I haven't but I am familiar with her book.
I think Ayn Rand takes Nietzsche and puts him on steroids.
Survival of the fittest.
Nietzsche was influenced by the whole Darwin thing of 'Only the strong survive'.
I think this needs to be tempered with social empathy.
Sure we want people to be able to stand on their own two feet... 'Work makes Free'... but not to the extent that we kick homeless people living in a sack on the street.
Ayn Rand is a grotesque caricature. Not a direction to be followed. In the Bible it states that the human heart is wicked and deceitful and that is true.
In short, both Kant and Hegel (and also all the French and British Enlighteners) correctly viewed the individual as inextricably linked with society, in dialectical unity with it. Never was their individualism posed as a way to escape society or "exceed" it. Self-interest was, in them, never counterposed to common interest, as in Rand. Rand sees things in black and white: that which serves the "self" as good, that which serves the "common" as bad. That's why Rand's version of individualism is a decadent one.
In Rand, the individual's activity becomes detached from its social basis, turning purely inwards and cultivating one's own, private peculiarities and wishes as absolute values. The puffing up into an end in itself of purportedly self-sufficient individuality cannot alter, let alone annul a single social commitment. That's why all Rand's "heroes" look the same and altogether they look so unrealistic, because real life simply doesn't work in the way Rand thought.

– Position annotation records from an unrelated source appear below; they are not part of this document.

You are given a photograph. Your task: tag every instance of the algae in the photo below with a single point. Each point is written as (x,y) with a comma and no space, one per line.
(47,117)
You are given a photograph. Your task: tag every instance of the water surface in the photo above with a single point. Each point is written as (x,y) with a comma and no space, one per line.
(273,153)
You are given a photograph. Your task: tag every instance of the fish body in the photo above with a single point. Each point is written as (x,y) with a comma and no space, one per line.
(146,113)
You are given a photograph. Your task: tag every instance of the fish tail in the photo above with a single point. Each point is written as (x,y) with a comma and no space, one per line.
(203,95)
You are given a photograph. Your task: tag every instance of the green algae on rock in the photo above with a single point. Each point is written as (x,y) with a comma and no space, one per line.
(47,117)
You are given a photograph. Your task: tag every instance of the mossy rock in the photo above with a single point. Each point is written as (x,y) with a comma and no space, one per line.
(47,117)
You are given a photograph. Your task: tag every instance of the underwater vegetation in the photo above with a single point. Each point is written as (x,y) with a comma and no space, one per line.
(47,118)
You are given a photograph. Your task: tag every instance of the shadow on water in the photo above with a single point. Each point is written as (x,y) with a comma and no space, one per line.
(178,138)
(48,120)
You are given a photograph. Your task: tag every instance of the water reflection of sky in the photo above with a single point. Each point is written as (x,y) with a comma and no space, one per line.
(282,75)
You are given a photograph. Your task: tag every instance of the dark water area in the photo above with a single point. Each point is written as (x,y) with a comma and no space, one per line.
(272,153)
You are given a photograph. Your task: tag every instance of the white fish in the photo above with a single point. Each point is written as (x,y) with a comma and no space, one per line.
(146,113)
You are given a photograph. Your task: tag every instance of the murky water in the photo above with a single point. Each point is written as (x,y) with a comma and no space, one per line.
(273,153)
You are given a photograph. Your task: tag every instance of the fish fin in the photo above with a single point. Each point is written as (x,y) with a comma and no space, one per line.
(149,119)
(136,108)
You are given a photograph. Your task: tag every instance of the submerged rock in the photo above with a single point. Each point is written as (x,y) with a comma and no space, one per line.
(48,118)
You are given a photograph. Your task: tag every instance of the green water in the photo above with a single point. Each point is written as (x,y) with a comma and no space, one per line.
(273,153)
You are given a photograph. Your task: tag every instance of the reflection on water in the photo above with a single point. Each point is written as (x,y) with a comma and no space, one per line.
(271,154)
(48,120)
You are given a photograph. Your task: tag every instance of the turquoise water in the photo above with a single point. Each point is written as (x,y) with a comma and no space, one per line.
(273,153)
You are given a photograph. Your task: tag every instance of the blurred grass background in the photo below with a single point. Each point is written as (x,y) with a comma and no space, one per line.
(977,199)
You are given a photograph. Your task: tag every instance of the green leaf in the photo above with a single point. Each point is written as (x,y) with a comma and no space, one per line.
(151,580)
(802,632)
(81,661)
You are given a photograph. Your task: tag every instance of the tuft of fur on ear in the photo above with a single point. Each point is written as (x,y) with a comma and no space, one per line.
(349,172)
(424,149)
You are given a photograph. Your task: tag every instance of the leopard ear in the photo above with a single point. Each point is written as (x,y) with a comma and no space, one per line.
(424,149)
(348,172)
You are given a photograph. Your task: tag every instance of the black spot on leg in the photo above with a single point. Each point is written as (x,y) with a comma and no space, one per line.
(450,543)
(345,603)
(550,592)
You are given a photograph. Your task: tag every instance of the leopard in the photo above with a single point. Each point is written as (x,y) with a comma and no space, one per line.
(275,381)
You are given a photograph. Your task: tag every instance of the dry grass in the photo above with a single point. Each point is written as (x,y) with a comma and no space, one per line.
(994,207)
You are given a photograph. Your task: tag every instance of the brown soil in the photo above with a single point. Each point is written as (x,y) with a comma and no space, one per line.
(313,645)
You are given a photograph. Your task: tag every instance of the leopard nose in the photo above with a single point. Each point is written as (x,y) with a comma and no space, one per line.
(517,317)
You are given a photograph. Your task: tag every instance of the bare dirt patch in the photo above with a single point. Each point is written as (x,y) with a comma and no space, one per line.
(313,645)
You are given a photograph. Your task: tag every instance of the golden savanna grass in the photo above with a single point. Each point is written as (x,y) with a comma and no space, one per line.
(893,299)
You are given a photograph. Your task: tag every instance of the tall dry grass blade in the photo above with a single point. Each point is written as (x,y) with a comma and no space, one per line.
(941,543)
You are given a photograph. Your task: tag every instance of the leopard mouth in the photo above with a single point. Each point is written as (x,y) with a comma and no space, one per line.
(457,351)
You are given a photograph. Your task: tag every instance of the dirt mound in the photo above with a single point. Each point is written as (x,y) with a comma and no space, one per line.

In the end, I think culture needs a balance between the individual and the collective. They balance each other out. They correct the vices and errors of each other. "The individual as inextricably linked with society" is a concept I agree with -- until something goes horribly wrong with that society. I don't agree with Rand that society should be fully atomised since we will always be bound by ties of culture, blood, and history. But i do think individual personal and economic freedom is fundamental to creating a worthwhile society.